Grimsby Auditorium
- Grimsby Auditorium from the outside
- Interactive map of Grimsby Auditorium
- Location: Grimsby, North East Lincolnshire, England
- Coordinates: 53°34′07″N 0°06′47″W﻿ / ﻿53.5686°N 0.1131°W
- Owner: North East Lincolnshire Council
- Capacity: 1,215 (all seated) 2,053 (standing)
- Type: Live entertainment
- Events: Music, pantomime, comedy, theatre

Construction
- Opened: 1995

Website
- grimsbyauditorium.org.uk

= Grimsby Auditorium =

Theatre in North East Lincolnshire, England

Grimsby Auditorium is a theatre situated on Cromwell Road, in Grimsby, North East Lincolnshire. With a seated audience capacity of 1,200 the Grimsby Auditorium is the largest professional theatre in Lincolnshire, and one of the larger theatres in the East of England. Built in 1995, it is today managed by Lincs Inspire on behalf of its owners North East Lincolnshire Council.

==Overview==
Grimsby Auditorium was designed as a flexible, multi-purpose venue to host a variety of live events including concerts, theatre shows, social events, conferences and television broadcasts. The main auditorium houses retractable raked seating, which also permits the use of the auditorium as an arena style venue and sports hall, with different seating formations. Grimsby Auditorium has a maximum seating capacity of 1,215 patrons seated and rising to 2,053 standing, the actual number varies depending on the layout and use of the main auditorium.

The auditorium stages a professional pantomime once per year, featuring both celebrities and local talent. This was previously produced by UK Productions, Pelé Productions and currently Imagine Theatre. Recent pantomimes have included Peter Pan, Jack and the Beanstalk and Cinderella.

Notable musicians to have appeared at the auditorium include Deep Purple, Morrissey, Kasabian and The Stereophonics.

In 2020, it received a £233,000 grant from the UK government to help with mandatory closures associated with the COVID-19 pandemic.

== Technical ==
The Grimsby Auditorium is most commonly used as a traditional proscenium style theatre.

The apron is an area of stage that extends beyond the house curtain and is visible to the audience. The apron at Grimsby Auditorium measures 22 metres in width and 2.5 metres in depth. Extensions can also be constructed to extend the stage further into the Auditorium, a technique employed to create a thrust style stage or a catwalk for fashion shows.

The proscenium is the 'archway' that frames the front of the stage area. In more traditional theatres, the proscenium will be a built in feature of the theatre, however the Grimsby Auditorium proscenium is created using fabric curtains. Due to the design of the theatre, Grimsby Auditrium has a flexible proscenium, which can be set at a minimum of 11 metres in width, but can also be made wider depending on the size of the production being staged. The proscenium has a fixed height of 6.1 metres.

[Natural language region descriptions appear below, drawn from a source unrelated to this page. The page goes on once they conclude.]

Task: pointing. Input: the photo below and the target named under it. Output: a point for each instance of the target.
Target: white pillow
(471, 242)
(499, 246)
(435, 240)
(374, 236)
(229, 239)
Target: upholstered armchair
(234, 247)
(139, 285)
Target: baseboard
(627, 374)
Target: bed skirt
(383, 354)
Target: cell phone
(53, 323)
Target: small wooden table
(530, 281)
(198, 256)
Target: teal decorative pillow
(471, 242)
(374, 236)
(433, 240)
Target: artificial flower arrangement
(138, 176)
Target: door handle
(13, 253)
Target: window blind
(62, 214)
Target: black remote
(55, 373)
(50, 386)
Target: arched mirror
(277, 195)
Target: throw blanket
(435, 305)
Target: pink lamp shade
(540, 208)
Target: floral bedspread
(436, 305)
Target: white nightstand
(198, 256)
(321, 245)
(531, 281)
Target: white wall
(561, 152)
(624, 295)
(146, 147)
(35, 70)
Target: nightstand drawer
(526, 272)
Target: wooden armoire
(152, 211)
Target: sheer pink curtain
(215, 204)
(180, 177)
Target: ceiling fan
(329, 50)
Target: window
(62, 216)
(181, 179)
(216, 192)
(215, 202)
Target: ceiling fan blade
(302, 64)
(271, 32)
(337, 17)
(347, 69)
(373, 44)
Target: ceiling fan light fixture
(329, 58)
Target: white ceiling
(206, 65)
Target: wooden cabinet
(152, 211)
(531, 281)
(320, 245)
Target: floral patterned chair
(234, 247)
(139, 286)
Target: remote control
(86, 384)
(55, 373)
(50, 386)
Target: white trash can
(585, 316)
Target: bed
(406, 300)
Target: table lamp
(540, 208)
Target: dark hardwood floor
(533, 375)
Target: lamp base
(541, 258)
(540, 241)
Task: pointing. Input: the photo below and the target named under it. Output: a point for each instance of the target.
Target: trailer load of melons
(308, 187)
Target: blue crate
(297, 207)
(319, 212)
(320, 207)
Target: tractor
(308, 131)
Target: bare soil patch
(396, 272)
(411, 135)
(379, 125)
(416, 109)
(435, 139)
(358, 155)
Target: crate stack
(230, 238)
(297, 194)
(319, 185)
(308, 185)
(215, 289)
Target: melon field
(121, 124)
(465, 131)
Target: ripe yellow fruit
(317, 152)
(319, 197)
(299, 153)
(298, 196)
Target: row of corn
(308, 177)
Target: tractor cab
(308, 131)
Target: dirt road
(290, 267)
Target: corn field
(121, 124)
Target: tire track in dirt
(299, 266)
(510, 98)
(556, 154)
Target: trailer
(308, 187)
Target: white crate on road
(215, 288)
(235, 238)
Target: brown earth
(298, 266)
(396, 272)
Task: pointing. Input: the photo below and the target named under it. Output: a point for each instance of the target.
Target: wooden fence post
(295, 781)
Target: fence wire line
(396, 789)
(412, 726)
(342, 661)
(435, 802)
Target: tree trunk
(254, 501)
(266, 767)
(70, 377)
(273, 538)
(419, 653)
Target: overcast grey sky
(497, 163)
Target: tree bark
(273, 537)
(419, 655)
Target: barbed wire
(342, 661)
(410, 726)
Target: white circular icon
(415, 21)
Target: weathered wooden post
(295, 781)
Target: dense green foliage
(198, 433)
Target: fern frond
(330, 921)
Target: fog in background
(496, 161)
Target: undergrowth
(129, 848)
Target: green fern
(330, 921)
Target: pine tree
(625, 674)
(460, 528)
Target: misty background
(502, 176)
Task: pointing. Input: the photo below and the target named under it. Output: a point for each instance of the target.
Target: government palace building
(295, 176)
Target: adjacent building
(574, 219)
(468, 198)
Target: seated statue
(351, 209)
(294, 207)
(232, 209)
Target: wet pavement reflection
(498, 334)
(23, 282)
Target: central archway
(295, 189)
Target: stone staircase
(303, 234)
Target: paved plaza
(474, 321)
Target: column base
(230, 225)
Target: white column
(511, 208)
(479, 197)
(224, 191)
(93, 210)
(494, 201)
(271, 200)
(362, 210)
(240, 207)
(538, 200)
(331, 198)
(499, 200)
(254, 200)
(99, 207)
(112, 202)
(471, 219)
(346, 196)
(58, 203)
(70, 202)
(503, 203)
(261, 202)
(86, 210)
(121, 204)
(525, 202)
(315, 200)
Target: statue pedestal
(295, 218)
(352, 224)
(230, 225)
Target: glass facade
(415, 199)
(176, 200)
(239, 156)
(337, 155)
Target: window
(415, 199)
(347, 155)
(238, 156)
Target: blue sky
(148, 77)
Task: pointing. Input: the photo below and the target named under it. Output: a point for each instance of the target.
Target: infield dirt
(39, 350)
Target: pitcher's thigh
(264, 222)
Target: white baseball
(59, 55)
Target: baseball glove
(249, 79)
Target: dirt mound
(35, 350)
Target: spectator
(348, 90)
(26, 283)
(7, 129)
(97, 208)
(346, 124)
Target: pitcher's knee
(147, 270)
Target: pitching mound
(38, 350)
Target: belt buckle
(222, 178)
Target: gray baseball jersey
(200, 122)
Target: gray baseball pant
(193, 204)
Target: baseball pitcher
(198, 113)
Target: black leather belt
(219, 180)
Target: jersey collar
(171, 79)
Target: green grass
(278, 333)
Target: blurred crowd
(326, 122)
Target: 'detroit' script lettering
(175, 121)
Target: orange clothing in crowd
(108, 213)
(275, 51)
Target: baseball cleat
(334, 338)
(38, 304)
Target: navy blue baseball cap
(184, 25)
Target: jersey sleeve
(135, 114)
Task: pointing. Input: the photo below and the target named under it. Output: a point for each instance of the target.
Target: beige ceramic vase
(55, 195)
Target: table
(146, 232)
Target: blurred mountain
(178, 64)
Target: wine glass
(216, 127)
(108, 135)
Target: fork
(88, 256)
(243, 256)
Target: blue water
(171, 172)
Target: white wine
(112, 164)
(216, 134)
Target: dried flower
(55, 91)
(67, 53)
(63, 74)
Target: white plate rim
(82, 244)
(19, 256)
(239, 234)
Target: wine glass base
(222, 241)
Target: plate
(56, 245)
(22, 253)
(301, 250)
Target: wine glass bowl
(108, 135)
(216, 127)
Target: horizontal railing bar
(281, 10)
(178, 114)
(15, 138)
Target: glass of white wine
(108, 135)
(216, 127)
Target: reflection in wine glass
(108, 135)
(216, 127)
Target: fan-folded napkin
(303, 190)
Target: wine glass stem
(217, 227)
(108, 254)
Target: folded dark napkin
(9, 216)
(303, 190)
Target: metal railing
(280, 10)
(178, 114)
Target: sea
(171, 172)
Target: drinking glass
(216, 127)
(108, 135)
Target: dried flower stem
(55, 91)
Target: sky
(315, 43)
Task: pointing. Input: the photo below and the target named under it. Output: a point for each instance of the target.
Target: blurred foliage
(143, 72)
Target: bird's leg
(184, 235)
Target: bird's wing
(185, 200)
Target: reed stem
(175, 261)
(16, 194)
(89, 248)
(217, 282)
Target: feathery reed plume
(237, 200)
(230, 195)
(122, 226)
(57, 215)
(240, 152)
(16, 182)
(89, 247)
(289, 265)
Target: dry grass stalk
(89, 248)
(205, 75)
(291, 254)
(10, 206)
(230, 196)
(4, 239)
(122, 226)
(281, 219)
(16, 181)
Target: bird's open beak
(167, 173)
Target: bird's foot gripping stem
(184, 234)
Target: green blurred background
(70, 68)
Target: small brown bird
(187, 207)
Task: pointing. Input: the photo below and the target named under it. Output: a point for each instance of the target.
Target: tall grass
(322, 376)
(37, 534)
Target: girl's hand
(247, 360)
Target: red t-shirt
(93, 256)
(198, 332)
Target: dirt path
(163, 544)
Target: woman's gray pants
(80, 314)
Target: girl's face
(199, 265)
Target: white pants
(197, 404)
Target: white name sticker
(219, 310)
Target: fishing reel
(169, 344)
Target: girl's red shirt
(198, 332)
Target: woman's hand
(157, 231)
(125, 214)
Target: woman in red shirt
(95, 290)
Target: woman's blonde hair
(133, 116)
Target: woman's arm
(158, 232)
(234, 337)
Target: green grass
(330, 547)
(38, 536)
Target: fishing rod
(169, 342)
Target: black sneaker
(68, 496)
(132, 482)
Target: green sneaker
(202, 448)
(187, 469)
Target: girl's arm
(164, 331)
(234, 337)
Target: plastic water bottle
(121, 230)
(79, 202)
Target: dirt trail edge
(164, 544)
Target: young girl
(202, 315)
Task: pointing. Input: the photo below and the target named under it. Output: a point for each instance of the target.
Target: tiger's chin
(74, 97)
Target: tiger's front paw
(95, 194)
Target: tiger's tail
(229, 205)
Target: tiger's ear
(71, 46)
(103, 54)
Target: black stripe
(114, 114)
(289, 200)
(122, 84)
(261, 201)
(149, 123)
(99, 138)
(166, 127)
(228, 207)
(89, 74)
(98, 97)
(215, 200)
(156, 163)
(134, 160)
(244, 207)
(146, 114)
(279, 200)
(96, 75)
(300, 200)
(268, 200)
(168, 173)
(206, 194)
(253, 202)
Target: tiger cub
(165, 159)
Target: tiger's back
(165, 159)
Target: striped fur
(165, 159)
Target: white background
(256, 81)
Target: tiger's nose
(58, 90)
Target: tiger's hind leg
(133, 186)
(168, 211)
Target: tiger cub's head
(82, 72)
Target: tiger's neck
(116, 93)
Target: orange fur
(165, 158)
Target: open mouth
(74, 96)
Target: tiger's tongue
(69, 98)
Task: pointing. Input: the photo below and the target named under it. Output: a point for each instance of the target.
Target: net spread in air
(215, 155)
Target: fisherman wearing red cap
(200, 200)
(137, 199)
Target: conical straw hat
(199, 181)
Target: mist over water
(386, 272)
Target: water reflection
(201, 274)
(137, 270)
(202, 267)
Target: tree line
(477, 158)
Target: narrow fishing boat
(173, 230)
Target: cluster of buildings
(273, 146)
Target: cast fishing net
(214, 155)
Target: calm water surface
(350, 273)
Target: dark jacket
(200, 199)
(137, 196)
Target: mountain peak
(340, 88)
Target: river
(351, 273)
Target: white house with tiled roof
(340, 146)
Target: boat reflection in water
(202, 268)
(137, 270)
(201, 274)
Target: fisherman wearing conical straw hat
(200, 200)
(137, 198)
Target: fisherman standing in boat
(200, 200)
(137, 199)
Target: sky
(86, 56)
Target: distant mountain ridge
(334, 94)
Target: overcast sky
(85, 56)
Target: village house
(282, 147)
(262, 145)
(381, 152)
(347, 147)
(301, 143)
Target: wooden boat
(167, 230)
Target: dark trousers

The stage is the actual performance area of a theatre. Including the apron, the Grimsby Auditorium stage measures a total depth of 11m, with a measurement of 8.5 metres from the line of the house curtain to the cyclorama or back wall. The width of the stage depends on the size of the production being staged as the curtains which form the proscenium and wings are flexible, meaning the stage can be made to appear wider or narrower.

The steel grid holding the lighting rig is suspended above the stage at a height of 8.1 metres. An orchestra pit can be created at floor level in various formations.

The removal of the stalls and circle seating can see capacity increased to a maximum of 2,053 people.